In Peißenberg wird bald eine weitere Flüchtlingsunterkunft eröffnet – und zwar in einem der ehemaligen „Steigerhäuser“ an der Schachtstraße. Bei einer Anliegerversammlung, zu der das Landratsamt geladen hatte, gab es Kritik, aber auch Appelle, die Asylbewerber mit offenen Armen zu empfangen.
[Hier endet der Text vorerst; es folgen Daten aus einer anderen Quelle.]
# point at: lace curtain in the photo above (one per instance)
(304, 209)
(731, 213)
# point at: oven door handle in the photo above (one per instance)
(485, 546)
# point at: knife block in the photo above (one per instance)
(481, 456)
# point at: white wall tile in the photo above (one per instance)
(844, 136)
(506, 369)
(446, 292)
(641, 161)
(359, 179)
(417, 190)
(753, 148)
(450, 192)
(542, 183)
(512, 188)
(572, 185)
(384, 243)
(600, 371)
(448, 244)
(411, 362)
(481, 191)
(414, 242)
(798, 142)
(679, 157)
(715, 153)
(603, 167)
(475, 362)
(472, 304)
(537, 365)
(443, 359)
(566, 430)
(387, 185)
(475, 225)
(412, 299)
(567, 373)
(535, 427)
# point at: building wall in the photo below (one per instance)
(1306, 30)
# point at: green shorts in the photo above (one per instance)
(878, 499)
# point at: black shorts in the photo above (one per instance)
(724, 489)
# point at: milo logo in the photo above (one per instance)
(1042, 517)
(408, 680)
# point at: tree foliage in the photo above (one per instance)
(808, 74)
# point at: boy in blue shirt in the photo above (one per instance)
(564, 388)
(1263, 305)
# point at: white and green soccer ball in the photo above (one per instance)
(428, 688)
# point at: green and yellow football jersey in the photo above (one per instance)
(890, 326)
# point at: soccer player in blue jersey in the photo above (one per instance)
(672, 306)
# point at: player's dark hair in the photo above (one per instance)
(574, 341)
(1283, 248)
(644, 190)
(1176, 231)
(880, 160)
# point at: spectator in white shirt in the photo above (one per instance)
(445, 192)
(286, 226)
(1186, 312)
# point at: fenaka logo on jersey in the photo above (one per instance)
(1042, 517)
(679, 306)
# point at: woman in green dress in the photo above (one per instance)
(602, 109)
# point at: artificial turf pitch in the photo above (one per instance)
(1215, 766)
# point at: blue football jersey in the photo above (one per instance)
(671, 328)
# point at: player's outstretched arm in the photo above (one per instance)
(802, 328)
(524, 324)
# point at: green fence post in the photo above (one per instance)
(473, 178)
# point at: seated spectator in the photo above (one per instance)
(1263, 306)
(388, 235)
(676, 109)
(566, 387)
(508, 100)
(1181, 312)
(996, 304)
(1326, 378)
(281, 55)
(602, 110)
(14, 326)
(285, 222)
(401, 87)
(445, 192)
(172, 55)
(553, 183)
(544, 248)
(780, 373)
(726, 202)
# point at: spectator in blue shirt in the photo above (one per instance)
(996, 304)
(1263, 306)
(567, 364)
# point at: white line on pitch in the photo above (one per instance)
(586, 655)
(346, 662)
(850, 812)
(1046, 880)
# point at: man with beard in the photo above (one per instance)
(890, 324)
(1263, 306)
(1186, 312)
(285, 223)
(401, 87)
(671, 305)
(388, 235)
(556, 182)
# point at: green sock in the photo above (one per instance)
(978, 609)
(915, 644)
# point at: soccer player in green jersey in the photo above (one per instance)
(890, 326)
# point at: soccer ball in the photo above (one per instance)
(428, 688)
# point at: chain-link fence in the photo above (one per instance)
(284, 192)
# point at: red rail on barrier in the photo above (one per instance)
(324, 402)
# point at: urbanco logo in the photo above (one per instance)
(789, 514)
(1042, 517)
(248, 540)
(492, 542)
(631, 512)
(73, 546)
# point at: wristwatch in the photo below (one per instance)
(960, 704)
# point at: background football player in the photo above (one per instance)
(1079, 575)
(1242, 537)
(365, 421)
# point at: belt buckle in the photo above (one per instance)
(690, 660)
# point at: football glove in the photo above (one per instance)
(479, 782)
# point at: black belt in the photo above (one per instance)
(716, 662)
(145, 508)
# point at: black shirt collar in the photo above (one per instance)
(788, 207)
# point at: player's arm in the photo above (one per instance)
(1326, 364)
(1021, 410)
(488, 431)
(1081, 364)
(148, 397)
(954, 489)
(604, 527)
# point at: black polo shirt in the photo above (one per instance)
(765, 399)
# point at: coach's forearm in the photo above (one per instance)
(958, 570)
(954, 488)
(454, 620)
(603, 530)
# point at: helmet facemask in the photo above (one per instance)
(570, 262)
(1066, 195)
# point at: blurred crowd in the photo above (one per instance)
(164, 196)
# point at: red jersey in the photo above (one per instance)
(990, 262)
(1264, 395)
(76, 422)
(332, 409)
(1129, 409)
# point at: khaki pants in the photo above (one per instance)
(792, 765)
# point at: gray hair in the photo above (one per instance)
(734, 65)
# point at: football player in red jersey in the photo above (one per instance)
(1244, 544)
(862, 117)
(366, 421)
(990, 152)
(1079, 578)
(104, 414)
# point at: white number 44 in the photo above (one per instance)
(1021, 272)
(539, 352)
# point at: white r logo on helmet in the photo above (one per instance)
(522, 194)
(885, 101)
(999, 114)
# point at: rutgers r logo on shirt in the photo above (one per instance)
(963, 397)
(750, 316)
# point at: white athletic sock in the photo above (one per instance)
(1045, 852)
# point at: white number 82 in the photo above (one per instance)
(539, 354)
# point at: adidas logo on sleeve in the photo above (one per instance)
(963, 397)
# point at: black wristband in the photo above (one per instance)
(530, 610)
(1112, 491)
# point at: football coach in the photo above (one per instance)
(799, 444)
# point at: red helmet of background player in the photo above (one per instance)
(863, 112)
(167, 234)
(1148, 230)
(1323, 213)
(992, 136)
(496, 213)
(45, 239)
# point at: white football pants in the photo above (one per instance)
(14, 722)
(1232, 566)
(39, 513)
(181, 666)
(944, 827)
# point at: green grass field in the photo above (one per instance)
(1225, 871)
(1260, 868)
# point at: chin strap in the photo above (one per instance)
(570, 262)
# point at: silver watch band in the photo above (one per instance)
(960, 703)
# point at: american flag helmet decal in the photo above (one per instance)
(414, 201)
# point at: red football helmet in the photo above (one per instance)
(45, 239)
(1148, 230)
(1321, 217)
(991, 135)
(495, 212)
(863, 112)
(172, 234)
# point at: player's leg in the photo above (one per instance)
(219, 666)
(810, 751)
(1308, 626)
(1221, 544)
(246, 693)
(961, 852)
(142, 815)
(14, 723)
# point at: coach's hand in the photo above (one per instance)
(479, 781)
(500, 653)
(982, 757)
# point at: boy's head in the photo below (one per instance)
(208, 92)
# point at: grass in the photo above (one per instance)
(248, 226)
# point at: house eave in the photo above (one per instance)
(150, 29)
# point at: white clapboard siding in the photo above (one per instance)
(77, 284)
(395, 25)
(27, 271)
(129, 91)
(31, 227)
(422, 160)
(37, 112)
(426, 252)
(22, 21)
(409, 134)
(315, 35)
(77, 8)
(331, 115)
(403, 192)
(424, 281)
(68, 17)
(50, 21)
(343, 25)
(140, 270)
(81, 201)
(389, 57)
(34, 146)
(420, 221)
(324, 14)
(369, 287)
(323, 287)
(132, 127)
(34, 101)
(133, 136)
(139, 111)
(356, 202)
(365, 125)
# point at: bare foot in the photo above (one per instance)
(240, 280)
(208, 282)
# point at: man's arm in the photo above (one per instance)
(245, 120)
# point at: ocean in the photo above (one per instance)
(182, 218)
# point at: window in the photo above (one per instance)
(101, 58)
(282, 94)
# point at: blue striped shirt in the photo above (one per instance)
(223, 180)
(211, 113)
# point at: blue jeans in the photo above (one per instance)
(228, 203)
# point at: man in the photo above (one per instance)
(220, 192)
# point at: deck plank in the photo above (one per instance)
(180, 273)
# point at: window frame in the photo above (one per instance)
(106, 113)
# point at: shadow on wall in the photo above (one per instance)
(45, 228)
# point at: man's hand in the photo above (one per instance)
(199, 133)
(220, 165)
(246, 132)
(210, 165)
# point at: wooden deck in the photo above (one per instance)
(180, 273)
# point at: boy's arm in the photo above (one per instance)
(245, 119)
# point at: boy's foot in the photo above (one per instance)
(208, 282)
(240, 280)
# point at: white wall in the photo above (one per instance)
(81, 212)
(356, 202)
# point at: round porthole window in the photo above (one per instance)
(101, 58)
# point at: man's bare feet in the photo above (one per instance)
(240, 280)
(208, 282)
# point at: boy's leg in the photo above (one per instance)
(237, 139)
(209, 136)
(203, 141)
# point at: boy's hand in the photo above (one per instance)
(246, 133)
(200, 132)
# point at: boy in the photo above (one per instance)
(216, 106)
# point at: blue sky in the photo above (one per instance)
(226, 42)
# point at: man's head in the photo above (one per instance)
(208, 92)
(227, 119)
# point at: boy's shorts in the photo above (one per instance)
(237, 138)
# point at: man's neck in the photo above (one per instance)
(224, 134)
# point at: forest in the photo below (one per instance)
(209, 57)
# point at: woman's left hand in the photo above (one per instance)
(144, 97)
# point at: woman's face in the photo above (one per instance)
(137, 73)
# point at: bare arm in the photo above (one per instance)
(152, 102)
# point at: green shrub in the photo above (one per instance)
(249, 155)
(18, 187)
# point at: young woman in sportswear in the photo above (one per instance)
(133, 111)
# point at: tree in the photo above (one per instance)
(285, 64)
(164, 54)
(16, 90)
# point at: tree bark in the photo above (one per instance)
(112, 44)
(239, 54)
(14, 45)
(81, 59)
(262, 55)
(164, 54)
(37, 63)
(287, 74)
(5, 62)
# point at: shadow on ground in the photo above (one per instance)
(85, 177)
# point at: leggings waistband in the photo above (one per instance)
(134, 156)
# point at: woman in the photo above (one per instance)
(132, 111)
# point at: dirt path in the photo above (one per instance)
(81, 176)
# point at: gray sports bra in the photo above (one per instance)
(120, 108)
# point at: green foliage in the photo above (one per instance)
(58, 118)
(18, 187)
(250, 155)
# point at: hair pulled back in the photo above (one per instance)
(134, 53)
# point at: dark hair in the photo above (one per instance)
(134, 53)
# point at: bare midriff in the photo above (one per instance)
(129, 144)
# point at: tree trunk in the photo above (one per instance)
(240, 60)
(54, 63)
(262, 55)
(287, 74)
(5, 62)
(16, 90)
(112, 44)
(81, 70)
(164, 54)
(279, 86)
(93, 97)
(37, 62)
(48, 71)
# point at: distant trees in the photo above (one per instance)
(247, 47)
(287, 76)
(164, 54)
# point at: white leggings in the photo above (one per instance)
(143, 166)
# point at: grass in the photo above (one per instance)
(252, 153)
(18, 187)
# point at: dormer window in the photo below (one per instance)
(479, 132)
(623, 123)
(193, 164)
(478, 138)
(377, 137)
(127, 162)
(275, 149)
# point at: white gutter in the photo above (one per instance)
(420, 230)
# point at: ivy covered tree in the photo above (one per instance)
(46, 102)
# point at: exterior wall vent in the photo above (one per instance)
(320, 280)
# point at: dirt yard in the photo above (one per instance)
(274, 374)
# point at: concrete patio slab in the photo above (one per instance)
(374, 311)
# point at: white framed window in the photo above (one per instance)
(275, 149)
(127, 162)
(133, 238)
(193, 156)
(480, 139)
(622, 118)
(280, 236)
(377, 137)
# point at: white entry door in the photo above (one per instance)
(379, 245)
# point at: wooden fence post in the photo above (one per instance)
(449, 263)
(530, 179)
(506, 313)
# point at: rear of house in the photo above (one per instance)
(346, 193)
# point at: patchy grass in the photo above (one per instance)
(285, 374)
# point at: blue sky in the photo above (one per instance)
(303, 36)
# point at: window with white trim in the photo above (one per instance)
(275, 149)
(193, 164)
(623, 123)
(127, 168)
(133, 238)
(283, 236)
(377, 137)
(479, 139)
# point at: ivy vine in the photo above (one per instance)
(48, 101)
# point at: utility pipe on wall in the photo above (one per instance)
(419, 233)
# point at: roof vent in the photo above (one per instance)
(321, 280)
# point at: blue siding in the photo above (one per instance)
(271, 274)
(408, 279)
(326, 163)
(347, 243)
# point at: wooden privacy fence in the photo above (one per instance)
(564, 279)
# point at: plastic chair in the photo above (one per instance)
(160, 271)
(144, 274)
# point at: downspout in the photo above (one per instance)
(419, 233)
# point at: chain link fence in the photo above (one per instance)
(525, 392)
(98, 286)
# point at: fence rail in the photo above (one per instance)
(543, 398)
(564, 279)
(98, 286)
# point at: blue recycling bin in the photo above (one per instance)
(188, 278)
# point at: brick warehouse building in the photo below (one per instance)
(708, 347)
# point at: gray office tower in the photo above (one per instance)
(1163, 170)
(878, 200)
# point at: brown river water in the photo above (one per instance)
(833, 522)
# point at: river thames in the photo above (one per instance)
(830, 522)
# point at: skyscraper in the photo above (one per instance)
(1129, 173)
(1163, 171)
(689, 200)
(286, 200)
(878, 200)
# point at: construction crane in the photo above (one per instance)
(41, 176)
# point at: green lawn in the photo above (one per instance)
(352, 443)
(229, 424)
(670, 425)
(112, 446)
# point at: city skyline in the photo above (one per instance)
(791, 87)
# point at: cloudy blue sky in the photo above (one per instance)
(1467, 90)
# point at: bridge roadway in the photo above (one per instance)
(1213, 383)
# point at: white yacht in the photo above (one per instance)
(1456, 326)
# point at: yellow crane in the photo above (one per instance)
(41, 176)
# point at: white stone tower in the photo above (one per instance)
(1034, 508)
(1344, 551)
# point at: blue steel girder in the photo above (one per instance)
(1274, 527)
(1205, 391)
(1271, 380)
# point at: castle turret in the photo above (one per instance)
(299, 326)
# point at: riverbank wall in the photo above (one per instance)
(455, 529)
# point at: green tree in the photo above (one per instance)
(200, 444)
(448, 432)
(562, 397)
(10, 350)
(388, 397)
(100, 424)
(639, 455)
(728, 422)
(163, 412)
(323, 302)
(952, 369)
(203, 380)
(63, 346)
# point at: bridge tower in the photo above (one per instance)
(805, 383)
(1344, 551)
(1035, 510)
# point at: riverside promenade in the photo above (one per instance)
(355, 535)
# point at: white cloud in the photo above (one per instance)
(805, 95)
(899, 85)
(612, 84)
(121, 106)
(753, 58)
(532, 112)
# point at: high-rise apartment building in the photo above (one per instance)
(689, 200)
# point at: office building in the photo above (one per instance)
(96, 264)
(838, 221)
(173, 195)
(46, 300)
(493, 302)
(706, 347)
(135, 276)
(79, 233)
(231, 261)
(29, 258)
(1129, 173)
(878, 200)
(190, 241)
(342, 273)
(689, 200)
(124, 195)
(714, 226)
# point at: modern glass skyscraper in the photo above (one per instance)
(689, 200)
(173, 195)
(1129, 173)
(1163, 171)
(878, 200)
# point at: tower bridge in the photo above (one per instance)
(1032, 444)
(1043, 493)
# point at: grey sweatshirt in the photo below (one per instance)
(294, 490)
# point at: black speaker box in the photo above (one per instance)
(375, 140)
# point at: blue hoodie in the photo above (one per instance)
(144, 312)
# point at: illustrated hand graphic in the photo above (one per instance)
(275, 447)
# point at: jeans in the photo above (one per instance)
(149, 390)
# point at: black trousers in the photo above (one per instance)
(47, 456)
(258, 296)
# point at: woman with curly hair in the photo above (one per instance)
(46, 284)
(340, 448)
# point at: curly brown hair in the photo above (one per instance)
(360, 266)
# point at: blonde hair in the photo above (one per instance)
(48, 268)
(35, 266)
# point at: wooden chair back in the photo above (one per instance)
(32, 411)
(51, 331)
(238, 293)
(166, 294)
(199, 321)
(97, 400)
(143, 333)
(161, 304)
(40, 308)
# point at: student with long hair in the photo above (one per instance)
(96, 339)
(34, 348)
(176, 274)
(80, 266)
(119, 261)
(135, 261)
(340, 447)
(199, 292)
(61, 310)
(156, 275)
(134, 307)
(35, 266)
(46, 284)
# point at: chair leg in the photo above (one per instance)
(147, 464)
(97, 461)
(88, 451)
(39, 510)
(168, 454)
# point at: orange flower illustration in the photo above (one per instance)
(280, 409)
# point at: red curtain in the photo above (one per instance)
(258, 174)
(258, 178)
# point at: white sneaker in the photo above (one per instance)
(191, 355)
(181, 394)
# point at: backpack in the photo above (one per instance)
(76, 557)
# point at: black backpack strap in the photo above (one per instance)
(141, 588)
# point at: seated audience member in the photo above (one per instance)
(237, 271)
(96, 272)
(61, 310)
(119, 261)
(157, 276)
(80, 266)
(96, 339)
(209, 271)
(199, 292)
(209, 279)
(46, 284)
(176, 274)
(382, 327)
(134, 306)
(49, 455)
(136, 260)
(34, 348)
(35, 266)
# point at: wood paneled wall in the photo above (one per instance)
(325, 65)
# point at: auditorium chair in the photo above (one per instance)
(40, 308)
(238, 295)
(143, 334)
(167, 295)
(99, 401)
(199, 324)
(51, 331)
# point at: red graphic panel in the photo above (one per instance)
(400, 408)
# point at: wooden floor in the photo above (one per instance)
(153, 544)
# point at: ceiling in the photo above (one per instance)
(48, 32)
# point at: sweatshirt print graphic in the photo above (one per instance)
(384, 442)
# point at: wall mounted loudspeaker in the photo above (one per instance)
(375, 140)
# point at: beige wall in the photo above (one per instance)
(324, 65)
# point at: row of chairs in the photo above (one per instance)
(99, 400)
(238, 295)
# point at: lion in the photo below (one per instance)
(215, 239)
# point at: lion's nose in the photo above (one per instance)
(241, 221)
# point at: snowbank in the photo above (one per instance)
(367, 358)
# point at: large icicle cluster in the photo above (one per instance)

Peißenberg – Vor fünf Jahren schien das Schicksal des alten, aus der Bergwerkszeit stammenden Wohngebäudes an der Ecke Schachtstraße/Glückaufstraße (Hausnummern eins bis drei) bereits besiegelt gewesen zu sein: Im Marktrat wurde damals ein Vorbescheidsantrag durchgewunken, wonach ein Abriss und die Errichtung von zwei Mehrfamilienhäusern erfolgen sollte. Doch gebaut wurde nichts. Das Gebäude, eines von vier ehemaligen „Steigerhäusern“, fiel in einen Dornröschenschlaf. Nun aber zieht wieder Leben in die alten Gemäuer ein: Der Eigentümer hat dem Landratsamt die Immobilie zur Unterbringung von Flüchtlingen angeboten – und die Kreisbehörde sagte nicht nein.
Immobilie wurde angeboten
„Wir suchen händeringend nach Wohnraum“, erklärt Bernhard Pössinger, Mitarbeiter im Sachgebiet „Integration und Asyl“. Der Landkreis verfolgt die Strategie der dezentralen Unterbringungen mit Mischbelegungen (Familien, Einzelpersonen, unterschiedliche Religionen und Nationalitäten). Großunterkünfte und die Nutzung von öffentlichen Einrichtungen wie Turnhallen sollen vermieden werden. Der Wohnblock an der Schachtstraße passt da gut ins Konzept. Das Landratsamt hat mit dem Eigentümer einen bis 2027 befristeten Mietvertrag abgeschlossen – mit Verlängerungsoption. Die sechs abgeschlossenen Wohneinheiten sollen ab Anfang oder Mitte Mai peu á peu bezogen werden – je nach Sanierungsstand. Die Maximalbelegung würde theoretisch bei 50 Personen liegen. Laut Pössinger wird man jedoch „deutlich darunterbleiben“: „Es werden 38 bis 40 Personen einziehen.“
Fragwürdige Wortmeldungen
Das bestätigte Pössinger bei einer Anliegerversammlung, zu der auch die Presse eingeladen war. Im Landratsamt bemüht man sich um größtmögliche Transparenz. „Es werden viele Unwahrheiten erzählt beim Thema ,Asyl‘“, konstatierte Pössinger bei der Info-Veranstaltung im Bürgerhaus „Flöz“. Die Stimmung unter den rund 30 anwesenden Anliegern war durchwachsen. Trotz der Bitte Pössingers, keine politischen Statements abzugeben und sachlich zu bleiben, gab es die ein oder andere fragwürdige Wortmeldung, die bei manchen Versammlungsteilnehmern Kopfschütteln und Unmutsbekundungen auslösten. Ein Anlieger rief zum Beispiel dazu auf, bei der Europawahl die Partei zu wählen, „die wirklich für Deutschland da ist“. Auch war zu hören, dass durch die Flüchtlingsunterkunft die Häuser im Umkreis unverkäuflich und mindestens um ein Drittel im Wert sinken würden. Zudem war von einer „Racheaktion“ des Eigentümers die Rede, weil er aufgrund von Hochwasserschutzauflagen nicht so hätte bauen dürfen, wie er gewollt habe. Der Deal mit dem Landratsamt sei außerdem nichts anderes als eine „Geschäftemacherei“. Und überhaupt: Für junge deutsche Familien sei kein Wohnraum mehr vorhanden.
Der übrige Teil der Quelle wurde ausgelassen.